Lição da pandemia ao país
Paulo Niemeyer Filho – Acho que as pessoas têm uma memória muito curta. Assim que passar isso todo mundo vai voltar às suas vidas e esquecer o que aconteceu. Para que isso tenha uma mudança na sociedade, seria preciso uma devastação da população, como aconteceu nos séculos passados, com outras pandemias, infelizmente.
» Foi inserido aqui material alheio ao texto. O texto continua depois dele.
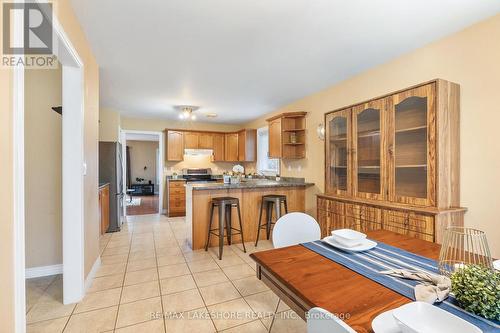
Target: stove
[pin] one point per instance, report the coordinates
(198, 175)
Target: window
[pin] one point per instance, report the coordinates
(265, 165)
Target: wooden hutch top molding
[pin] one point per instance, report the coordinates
(389, 94)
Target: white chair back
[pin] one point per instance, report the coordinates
(295, 228)
(322, 321)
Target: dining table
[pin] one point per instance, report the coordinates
(304, 279)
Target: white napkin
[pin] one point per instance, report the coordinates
(434, 289)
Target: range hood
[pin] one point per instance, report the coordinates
(198, 152)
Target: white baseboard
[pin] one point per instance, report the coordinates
(91, 275)
(41, 271)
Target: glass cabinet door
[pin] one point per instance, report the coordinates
(338, 136)
(413, 132)
(368, 148)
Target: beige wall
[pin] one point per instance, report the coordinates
(109, 125)
(43, 167)
(470, 58)
(143, 154)
(73, 30)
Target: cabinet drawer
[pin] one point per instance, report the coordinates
(408, 223)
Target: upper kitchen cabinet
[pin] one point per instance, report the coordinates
(174, 145)
(191, 140)
(287, 135)
(218, 147)
(247, 145)
(231, 147)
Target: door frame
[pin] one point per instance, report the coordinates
(74, 170)
(161, 147)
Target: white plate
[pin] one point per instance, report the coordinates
(426, 318)
(348, 237)
(367, 244)
(385, 323)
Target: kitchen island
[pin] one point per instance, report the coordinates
(249, 192)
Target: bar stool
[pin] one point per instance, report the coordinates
(270, 201)
(224, 205)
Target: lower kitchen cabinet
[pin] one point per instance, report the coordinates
(176, 194)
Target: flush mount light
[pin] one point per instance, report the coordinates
(187, 112)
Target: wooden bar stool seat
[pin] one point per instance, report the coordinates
(270, 201)
(224, 206)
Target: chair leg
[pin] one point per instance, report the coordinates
(228, 223)
(269, 219)
(260, 221)
(210, 226)
(241, 228)
(222, 209)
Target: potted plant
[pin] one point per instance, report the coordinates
(238, 170)
(477, 290)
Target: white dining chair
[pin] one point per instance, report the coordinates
(320, 320)
(295, 228)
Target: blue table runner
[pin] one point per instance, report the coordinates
(384, 257)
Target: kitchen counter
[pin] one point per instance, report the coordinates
(253, 183)
(249, 192)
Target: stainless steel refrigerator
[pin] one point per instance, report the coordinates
(111, 171)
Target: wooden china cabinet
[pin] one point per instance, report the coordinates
(393, 163)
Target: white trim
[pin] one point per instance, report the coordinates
(92, 273)
(42, 271)
(161, 144)
(18, 191)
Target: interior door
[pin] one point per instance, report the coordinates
(412, 142)
(338, 152)
(369, 146)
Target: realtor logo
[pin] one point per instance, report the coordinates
(33, 46)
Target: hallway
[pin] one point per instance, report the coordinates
(148, 269)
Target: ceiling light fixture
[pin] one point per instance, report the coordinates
(186, 112)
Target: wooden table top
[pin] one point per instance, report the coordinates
(318, 281)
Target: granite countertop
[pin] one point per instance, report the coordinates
(254, 183)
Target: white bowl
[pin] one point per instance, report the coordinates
(421, 317)
(348, 237)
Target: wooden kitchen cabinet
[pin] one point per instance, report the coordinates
(231, 147)
(206, 141)
(287, 135)
(175, 145)
(393, 162)
(247, 145)
(218, 147)
(104, 208)
(191, 140)
(176, 193)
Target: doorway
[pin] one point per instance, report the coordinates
(143, 172)
(73, 172)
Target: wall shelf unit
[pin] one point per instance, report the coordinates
(287, 135)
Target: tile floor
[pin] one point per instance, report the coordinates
(150, 281)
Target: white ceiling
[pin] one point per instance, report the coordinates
(244, 58)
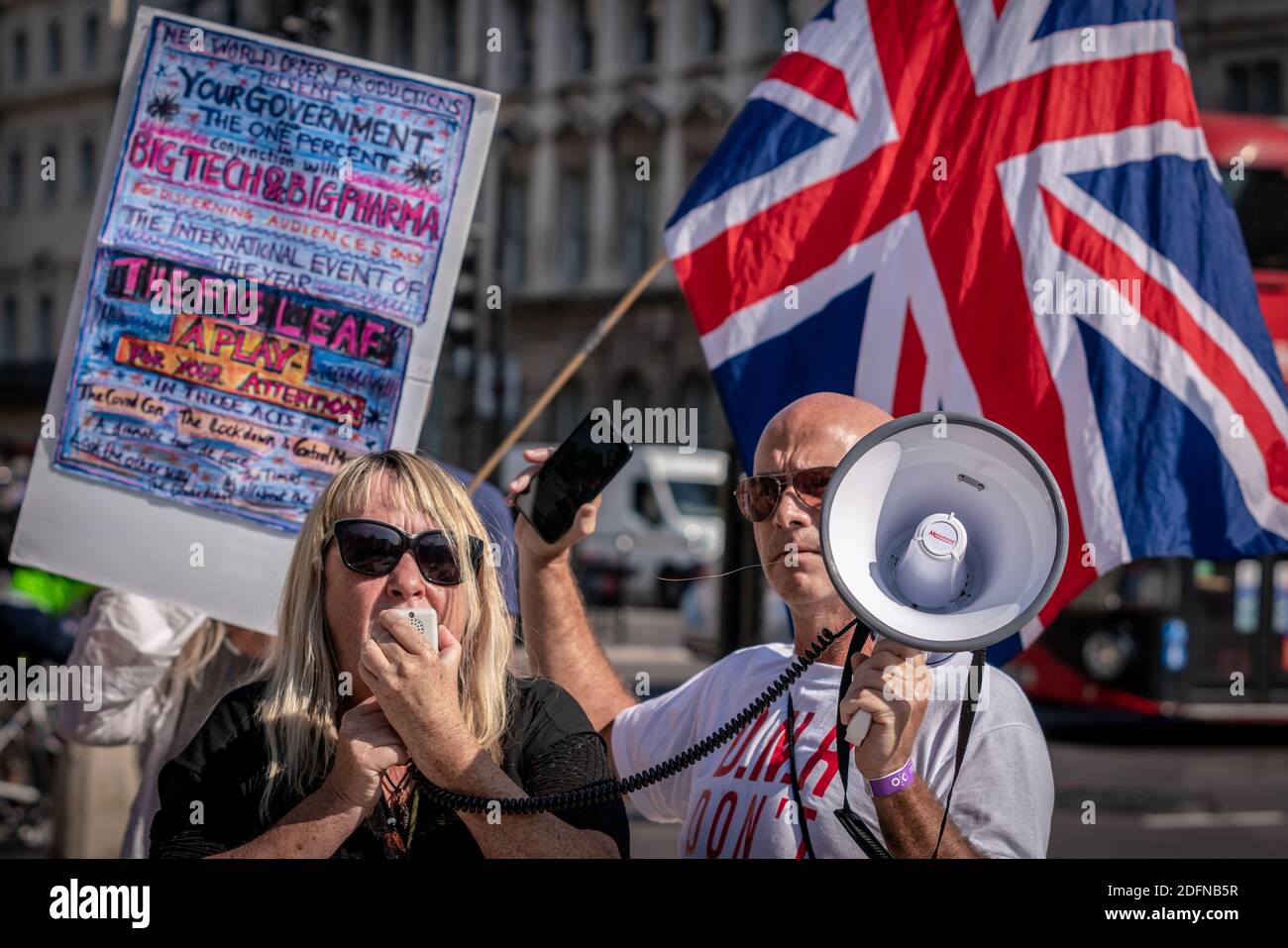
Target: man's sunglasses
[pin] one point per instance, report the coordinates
(373, 548)
(759, 494)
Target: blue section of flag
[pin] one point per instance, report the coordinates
(1180, 210)
(818, 355)
(1076, 14)
(1176, 491)
(763, 137)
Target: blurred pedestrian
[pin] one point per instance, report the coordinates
(163, 669)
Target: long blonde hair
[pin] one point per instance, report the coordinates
(301, 698)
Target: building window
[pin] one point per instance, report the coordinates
(709, 33)
(14, 179)
(89, 168)
(46, 325)
(90, 50)
(54, 37)
(636, 222)
(404, 33)
(524, 50)
(20, 55)
(570, 407)
(572, 226)
(9, 330)
(360, 25)
(450, 18)
(581, 34)
(1253, 86)
(643, 31)
(780, 21)
(514, 230)
(52, 180)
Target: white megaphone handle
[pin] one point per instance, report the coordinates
(862, 720)
(858, 728)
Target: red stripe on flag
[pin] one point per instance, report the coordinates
(819, 78)
(912, 369)
(1159, 305)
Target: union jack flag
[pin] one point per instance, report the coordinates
(900, 211)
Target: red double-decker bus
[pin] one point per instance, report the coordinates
(1180, 638)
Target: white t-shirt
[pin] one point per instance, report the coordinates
(737, 802)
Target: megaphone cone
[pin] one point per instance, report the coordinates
(944, 531)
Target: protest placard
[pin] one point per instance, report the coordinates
(262, 295)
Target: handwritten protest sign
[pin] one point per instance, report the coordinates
(248, 419)
(262, 296)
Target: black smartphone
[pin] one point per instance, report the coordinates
(575, 474)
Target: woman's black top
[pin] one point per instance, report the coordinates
(549, 747)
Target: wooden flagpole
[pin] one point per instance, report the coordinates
(588, 347)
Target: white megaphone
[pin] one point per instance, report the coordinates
(943, 531)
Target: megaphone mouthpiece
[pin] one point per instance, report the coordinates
(931, 572)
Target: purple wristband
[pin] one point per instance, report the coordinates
(893, 784)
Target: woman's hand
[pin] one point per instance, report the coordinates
(526, 537)
(417, 687)
(368, 747)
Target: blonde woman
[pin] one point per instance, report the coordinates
(320, 759)
(165, 668)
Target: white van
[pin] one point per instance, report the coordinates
(662, 519)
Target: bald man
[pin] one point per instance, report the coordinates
(743, 800)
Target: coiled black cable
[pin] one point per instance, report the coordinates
(604, 791)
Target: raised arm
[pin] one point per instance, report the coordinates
(559, 639)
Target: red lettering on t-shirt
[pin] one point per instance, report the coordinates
(699, 810)
(800, 846)
(715, 849)
(780, 756)
(742, 846)
(825, 755)
(739, 743)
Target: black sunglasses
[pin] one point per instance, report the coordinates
(374, 548)
(759, 494)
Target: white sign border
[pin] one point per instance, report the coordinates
(121, 539)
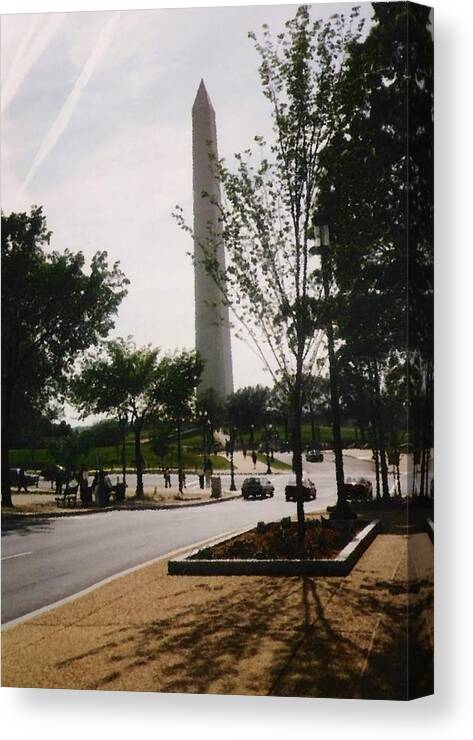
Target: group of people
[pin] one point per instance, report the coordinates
(98, 492)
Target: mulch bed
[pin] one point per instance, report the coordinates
(278, 540)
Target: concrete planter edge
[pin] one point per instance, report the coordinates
(339, 566)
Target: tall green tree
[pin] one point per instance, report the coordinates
(247, 409)
(377, 194)
(266, 221)
(180, 376)
(122, 381)
(53, 308)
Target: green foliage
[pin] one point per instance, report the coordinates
(53, 308)
(248, 407)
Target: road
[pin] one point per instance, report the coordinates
(46, 560)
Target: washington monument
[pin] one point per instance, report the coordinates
(212, 327)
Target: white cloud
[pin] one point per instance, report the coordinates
(62, 120)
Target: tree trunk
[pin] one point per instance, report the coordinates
(334, 392)
(312, 424)
(5, 468)
(179, 455)
(376, 465)
(124, 453)
(138, 460)
(380, 427)
(297, 451)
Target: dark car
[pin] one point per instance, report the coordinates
(31, 479)
(257, 488)
(359, 489)
(309, 491)
(314, 456)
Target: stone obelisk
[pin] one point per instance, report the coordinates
(212, 327)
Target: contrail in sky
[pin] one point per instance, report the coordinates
(41, 30)
(61, 122)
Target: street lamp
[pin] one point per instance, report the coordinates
(232, 450)
(322, 238)
(204, 433)
(268, 462)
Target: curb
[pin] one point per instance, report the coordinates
(339, 566)
(74, 512)
(430, 528)
(83, 592)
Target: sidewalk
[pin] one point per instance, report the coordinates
(35, 505)
(331, 637)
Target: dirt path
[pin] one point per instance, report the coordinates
(332, 637)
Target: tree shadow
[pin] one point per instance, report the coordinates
(25, 525)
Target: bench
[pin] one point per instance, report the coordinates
(68, 498)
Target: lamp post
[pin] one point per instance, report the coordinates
(232, 467)
(322, 236)
(204, 434)
(122, 420)
(268, 462)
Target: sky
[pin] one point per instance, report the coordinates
(96, 128)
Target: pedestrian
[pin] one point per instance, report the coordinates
(83, 486)
(22, 481)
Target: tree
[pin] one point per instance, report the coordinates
(160, 443)
(125, 381)
(53, 309)
(377, 190)
(247, 409)
(266, 221)
(70, 450)
(210, 410)
(180, 376)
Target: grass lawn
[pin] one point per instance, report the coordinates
(275, 464)
(110, 457)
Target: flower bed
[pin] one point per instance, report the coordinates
(280, 540)
(329, 551)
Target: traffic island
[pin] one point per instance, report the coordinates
(221, 559)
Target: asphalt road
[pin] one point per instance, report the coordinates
(46, 560)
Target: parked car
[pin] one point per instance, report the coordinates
(358, 489)
(31, 478)
(314, 456)
(309, 491)
(54, 473)
(257, 488)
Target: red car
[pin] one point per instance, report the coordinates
(360, 489)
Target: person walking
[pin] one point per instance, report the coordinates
(22, 481)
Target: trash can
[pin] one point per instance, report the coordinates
(216, 486)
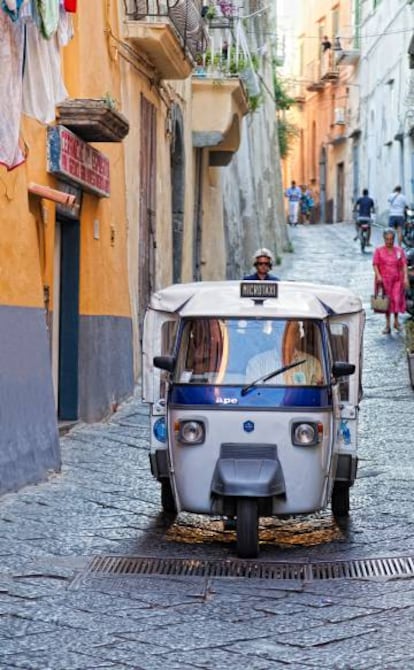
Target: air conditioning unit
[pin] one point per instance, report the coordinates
(339, 116)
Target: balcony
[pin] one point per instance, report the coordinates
(169, 33)
(224, 85)
(93, 120)
(314, 80)
(346, 53)
(329, 68)
(296, 91)
(218, 110)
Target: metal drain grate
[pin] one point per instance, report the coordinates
(354, 569)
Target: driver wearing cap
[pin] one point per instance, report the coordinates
(262, 261)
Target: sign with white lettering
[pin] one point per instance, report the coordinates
(72, 159)
(258, 290)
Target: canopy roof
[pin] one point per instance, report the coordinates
(222, 298)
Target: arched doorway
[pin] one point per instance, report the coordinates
(177, 191)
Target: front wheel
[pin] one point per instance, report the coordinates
(167, 498)
(340, 499)
(247, 528)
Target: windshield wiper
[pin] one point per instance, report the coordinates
(249, 387)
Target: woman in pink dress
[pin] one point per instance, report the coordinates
(390, 267)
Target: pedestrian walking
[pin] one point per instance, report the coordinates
(293, 194)
(263, 262)
(306, 204)
(364, 209)
(391, 276)
(398, 204)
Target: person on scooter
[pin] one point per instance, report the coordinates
(262, 261)
(364, 208)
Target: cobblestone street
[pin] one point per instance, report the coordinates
(56, 614)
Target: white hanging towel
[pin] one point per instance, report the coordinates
(11, 59)
(43, 86)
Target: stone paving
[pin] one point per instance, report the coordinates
(55, 615)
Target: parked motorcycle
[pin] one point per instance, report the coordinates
(408, 227)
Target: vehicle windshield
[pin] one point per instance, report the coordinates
(242, 351)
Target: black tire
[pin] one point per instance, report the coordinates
(247, 528)
(340, 499)
(167, 498)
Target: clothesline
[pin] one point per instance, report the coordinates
(32, 33)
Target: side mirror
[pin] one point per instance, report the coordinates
(164, 363)
(342, 369)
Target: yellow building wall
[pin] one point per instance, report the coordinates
(20, 277)
(314, 118)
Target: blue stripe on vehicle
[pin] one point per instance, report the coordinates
(230, 397)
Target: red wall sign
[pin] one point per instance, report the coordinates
(74, 160)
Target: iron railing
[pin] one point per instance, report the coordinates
(184, 15)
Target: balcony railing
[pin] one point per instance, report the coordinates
(183, 15)
(346, 50)
(314, 80)
(296, 91)
(228, 56)
(329, 67)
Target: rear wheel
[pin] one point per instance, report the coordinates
(340, 499)
(247, 528)
(167, 498)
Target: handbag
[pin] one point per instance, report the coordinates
(380, 302)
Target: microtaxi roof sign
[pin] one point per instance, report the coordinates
(258, 290)
(72, 159)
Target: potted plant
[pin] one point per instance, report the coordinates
(409, 345)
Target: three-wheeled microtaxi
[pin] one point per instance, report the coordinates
(253, 390)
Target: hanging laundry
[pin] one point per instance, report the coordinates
(11, 59)
(65, 30)
(12, 8)
(70, 5)
(43, 87)
(49, 16)
(28, 11)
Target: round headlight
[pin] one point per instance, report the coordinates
(160, 430)
(191, 432)
(305, 434)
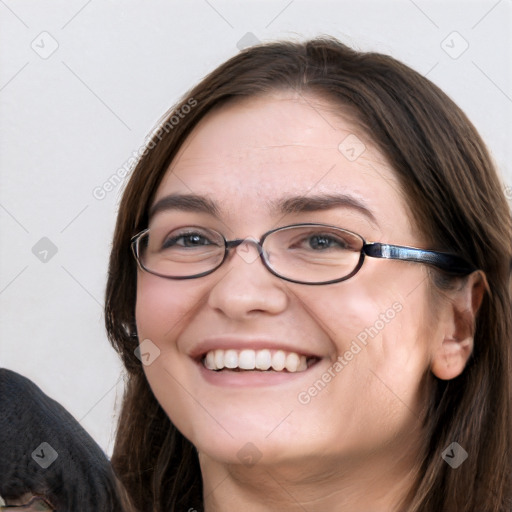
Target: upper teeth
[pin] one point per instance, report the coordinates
(248, 359)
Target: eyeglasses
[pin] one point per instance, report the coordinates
(36, 504)
(301, 253)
E eu acho que isso não vai acontecer. Vai trazer muito debate, vai mostrar pra gente a fragilidade do nosso sistema, não só do nosso, mas do sistema mundial, e que a gente precisa dar mais valor ao sistema de saúde, ao SUS. Temos que nos preparar não só para essa doença que é esporádica, uma pandemia dessas, mas para o nosso dia a dia, não é. Pode trazer mais debate, valorizar mais o nosso Sistema Único de Saúde.
O trabalho no Instituto do Cérebro
Paulo Niemeyer Filho – O Instituto do Cérebro foi adaptado temporariamente, continua trabalhando, todos os setores continuam atendendo os seus doentes neurológicos. A única coisa que parou foi o centro cirúrgico. As cirurgias que não podem aguardar estão sendo encaminhadas para outros hospitais, mas todo o resto do instituto está funcionando, atendendo os seus doentes em paralelo ao Covid. Às vezes perguntam ‘O instituto fechou?’. Não, não fechou. A epilepsia está funcionando, os ambulatórios estão funcionando, lógico que com menos movimento para não ter aglomeração, mas está tudo funcionando.